Promulgué en juillet dernier, le décret définissant les missions prioritaires de l’école fait actuellement l’objet d’une campagne de présentation et d’explication. Outre le texte intégral du décret, divers supports de vulgarisation — des livrets, des dépliants et une vidéocassette — sont actuellement largement diffusés. Ces documents édités par le ministère s’intitulent « Mon école comme je la veux. Ses missions. Mes droits et mes devoirs ».
Un fascicule de vingt-quatre pages, richement colorié et illustré et disponible sur simple demande au cabinet de la ministre de l’Éducation, prend clairement l’élève comme destinataire principal.

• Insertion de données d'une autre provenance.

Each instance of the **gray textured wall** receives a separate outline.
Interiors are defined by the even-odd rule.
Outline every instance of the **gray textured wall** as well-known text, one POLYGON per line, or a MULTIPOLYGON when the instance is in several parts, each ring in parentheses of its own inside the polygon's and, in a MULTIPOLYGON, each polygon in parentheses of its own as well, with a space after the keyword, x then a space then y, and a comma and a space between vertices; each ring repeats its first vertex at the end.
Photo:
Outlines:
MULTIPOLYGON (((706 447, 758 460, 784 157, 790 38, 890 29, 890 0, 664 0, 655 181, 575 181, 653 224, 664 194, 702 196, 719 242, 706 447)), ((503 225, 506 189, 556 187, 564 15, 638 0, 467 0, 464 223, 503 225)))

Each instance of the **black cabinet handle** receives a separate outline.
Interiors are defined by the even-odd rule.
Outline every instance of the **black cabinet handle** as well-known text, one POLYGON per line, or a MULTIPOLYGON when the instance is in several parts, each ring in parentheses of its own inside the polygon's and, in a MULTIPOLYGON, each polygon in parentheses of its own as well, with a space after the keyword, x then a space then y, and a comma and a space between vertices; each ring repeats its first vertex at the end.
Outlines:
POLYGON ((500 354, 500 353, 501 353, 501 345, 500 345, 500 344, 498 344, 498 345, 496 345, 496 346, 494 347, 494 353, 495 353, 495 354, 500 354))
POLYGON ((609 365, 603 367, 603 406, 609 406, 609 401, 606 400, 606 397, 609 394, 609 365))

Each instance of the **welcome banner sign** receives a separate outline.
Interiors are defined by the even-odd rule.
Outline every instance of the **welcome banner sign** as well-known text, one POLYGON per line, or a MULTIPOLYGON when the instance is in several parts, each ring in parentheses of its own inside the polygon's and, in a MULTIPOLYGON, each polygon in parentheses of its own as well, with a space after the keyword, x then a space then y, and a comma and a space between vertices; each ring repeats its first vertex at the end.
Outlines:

On perçoit bien l’impact éducatif possible de pareils textes. Ils peuvent effectivement aider chaque élève à mieux percevoir l’école et à s’y engager avec davantage de sérieux et de responsabilité. Et pourtant, ce but n’est pas vraiment atteint. Pourquoi ? Pour une raison toute simple : il n’y a pas d’école sans éducateurs. Il n’y a pas d’école efficace sans respect des éducateurs. Or ceux-ci sont étrangement absents au long de ces pages de présentation du décret. Pourquoi l’insistance légitime sur la place centrale de l’élève au sein de l’école ne permetelle pas, aussi, la mise en évidence du rôle des professeurs, dont la relation à l’élève est primordiale pour éveiller celui-ci à la responsabilité ? Tout, dans le texte en question, se passe entre l’école (qui, maintenant, depuis le décret « sait ce que la société attend d’elle ») et l’élève qui, maintenant, depuis le décret « sait ce qu’il peut exiger de son école ». On y trouve quelques allusions seulement à l’existence des « maitres », par exemple lors de la mention d’épreuves d’évaluation diffusées auprès des établissements et « assorties de l’obligation, pour l’enseignant, d’évaluer équitablement ses élèves ».
Les droits des élèves
On ne sait si les enseignants ont attendu le décret pour pratiquer leur devoir et respecter les droits des apprenants — spécialement ce droit à l’équité -, mais il est clair que, comme le dit la brochure ministérielle, les élèves n’ont, dorénavant, grâce au décret « pas de devoirs sans droits » (p. 2.).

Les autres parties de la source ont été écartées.